NATIONAL HARBOR, MD—Parents of children with epilepsy tend to have three main questions for neurologists about outcomes after epilepsy surgery. They want to know whether their children will be seizure-free, whether their children will be able to stop taking antiepileptic drugs (AEDs), and how surgery will affect their children’s overall function.
“Ideal outcomes are always the goal. However, in the real world, sometimes the ideal outcome is not possible,” said Ajay Gupta, MD, Head of the Pediatric Epilepsy Section at Cleveland Clinic’s Epilepsy Center. “In fact, in many children who have severe and catastrophic epilepsy, the outcome goals could be a specific target—for example, eliminating grand mal seizures, episodes of status epilepticus, nocturnal seizures, or falls. Therefore, what you actually get in each child after epilepsy surgery is usually a unique outcome for that patient … and sometimes that outcome is dynamic over the years.”
Realistic family counseling is possible, however, with the available data, Dr. Gupta said in a presentation at a symposium he directed at the 2015 Child Neurology Society Annual Meeting. The same factors that predict seizure freedom in children after epilepsy surgery also predict neurologists’ ability to reduce or wean medications postoperatively and to deliver cognitive and behavioral improvement for the child, he said.
Seizure Freedom
The only Class I study in epilepsy surgery included 80 adults with intractable temporal lobe epilepsy. “There was no question that surgery was superior to long medical therapy in adult patients with temporal lobe epilepsy,” said Dr. Gupta. In pediatric epilepsy surgery, data are limited to retrospective series, but neurologists have enough experience and consistently meaningful data to counsel patients and their families before surgery, he said.
Dr. Gupta reviewed six series of children with epilepsy who had hemispherectomy, including three published series with more than 100 patients each. In two studies with longitudinal follow-up, approximately 76% of the patients were seizure-free at one to two years. At year five, 58–60% were seizure-free.
The seizure freedom outcomes in hemispherectomy are representative of most of the outcome curves for epilepsy surgery in children, where over time the number of children who relapse with seizures increases, he said. In one series, the researchers reviewed seizure outcomes for 170 children who underwent hemispherectomy between 1997 and 2009 at Cleveland Clinic’s Epilepsy Center. Initially, there was a steep decline in the percentage of patients who were seizure-free. Most surgical failures occur very early, said Dr. Gupta. “In fact, many occur right in the acute postoperative period or shortly thereafter,” he said. In this series, 78% of patients were seizure-free six months after surgery. At two years, 70% were seizure-free. At five years, about two-thirds remained seizure-free.
In studies of temporal lobe surgery in adults and children, the seizure freedom rate is about 80% at one year and approximately 60% at five years. For frontal lobe surgeries, the seizure freedom rate is somewhat lower—two-thirds at one year and 44% at five years.
“All the curves are saying [that] you have early failures, which are probably your incomplete resections,” said Dr. Gupta. “And then you have late failures, which could be a combination of incomplete resections and failure to localize.”

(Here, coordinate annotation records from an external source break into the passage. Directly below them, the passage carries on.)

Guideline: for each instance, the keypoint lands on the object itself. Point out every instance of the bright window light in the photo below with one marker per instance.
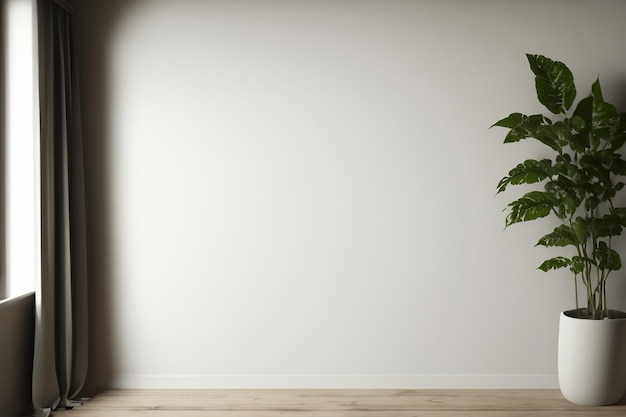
(21, 150)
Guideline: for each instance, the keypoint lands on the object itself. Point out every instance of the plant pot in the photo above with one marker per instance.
(592, 359)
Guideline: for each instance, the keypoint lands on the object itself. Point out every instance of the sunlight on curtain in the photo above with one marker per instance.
(21, 150)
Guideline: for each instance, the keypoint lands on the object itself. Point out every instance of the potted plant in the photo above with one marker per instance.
(581, 181)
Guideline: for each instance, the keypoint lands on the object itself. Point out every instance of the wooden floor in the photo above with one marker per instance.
(335, 403)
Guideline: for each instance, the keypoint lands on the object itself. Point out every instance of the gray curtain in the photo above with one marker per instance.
(60, 362)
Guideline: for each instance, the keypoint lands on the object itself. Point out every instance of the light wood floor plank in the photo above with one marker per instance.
(336, 403)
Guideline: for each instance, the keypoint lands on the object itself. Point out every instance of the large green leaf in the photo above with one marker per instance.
(604, 116)
(579, 263)
(531, 206)
(562, 235)
(555, 263)
(535, 126)
(528, 172)
(554, 83)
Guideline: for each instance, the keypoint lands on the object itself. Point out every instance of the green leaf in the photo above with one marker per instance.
(531, 206)
(579, 263)
(562, 235)
(511, 121)
(607, 258)
(608, 225)
(581, 123)
(555, 263)
(604, 116)
(528, 172)
(618, 133)
(581, 229)
(554, 83)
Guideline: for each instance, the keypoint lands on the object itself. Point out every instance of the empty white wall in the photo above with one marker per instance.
(301, 194)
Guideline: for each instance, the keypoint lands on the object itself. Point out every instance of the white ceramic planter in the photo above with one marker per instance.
(592, 360)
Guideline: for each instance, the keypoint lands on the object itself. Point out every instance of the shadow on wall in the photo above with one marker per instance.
(94, 24)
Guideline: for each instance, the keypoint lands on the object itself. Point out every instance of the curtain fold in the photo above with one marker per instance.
(60, 362)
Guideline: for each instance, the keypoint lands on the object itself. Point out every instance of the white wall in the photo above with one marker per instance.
(301, 194)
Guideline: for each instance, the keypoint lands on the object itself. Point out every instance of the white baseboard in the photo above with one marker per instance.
(331, 382)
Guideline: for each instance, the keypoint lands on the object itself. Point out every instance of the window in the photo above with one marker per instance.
(21, 150)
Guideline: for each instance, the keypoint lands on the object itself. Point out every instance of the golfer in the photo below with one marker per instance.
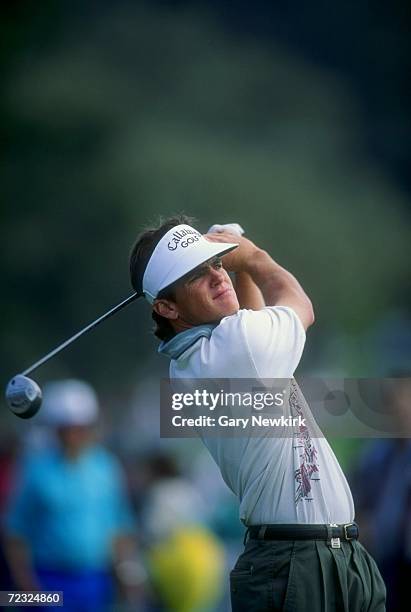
(301, 547)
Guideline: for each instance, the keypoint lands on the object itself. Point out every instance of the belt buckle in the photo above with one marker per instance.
(345, 527)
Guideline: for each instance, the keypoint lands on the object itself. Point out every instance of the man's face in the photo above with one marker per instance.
(206, 295)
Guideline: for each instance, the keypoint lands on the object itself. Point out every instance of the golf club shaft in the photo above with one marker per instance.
(89, 327)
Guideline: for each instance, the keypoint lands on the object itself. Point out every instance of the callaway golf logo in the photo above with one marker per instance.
(183, 237)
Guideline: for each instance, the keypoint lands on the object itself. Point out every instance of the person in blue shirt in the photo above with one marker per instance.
(68, 522)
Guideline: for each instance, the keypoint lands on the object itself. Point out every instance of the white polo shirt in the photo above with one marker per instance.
(290, 479)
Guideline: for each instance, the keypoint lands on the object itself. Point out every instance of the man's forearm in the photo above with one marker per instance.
(279, 287)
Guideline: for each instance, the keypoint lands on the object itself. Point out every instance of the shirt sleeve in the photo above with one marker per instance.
(275, 339)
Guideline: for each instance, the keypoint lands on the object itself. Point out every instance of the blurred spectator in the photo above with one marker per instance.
(68, 522)
(185, 559)
(8, 449)
(382, 491)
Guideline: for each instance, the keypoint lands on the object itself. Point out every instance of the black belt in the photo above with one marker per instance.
(304, 532)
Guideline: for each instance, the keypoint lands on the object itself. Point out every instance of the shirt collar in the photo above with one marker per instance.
(179, 343)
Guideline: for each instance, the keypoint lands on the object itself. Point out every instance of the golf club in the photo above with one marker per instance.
(23, 395)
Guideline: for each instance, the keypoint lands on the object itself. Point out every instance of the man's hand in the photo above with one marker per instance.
(238, 259)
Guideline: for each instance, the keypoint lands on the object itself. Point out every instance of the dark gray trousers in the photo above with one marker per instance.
(306, 576)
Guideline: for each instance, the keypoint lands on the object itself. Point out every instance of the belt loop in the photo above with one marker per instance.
(332, 542)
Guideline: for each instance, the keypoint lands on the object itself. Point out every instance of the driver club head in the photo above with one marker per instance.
(23, 396)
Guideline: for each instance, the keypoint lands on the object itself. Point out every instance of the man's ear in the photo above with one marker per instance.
(166, 309)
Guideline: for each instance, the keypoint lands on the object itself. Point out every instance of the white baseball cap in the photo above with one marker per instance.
(69, 402)
(179, 251)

For posterior quadrant surgery, seizure freedom is in the range of 60% to 70% at one year. At five years, 55% of patients are seizure-free. Surgical treatment of occipital pathology seems to produce better outcomes than treatment of parietal pathology, said Dr. Gupta. “The best predictor of long-term seizure outcome is really a brain MRI lesion that is concordant with the electrophysiologic data, and that complete resection of the lesion was feasible,” he said. Considering etiology, surgeries to remove low-grade tumors, well-circumscribed remote encephaloclastic lesions, and vascular substrates are the most successful, followed by cortical dysplasias, type 2 or higher. Patients with focal cortical dysplasias, type 1, are the most difficult to treat surgically.
In summary, child neurologists who are referring or thinking of referring children for epilepsy surgery can use the data from these studies to counsel families in the clinic. “You can use these median numbers: the median seizure freedom that you can expect of all surgeries in the pediatric population is about 60–70% at one year and about 50–60% at five years. Obviously some children will do much better. Some will not.”
Tapering AEDs
In children who are seizure-free one year after surgery, reducing AEDs “appears to be safe and reasonable and therefore should be considered,” said Dr. Gupta. In the series of 170 patients, approximately two-thirds of patients were not taking any AEDs at five years. In the other patients, medications were reduced, continued, or restarted because the patient failed to achieve seizure freedom. “The mean number of [AEDs] that these patients have after surgery is much lower than that would be otherwise,” he said.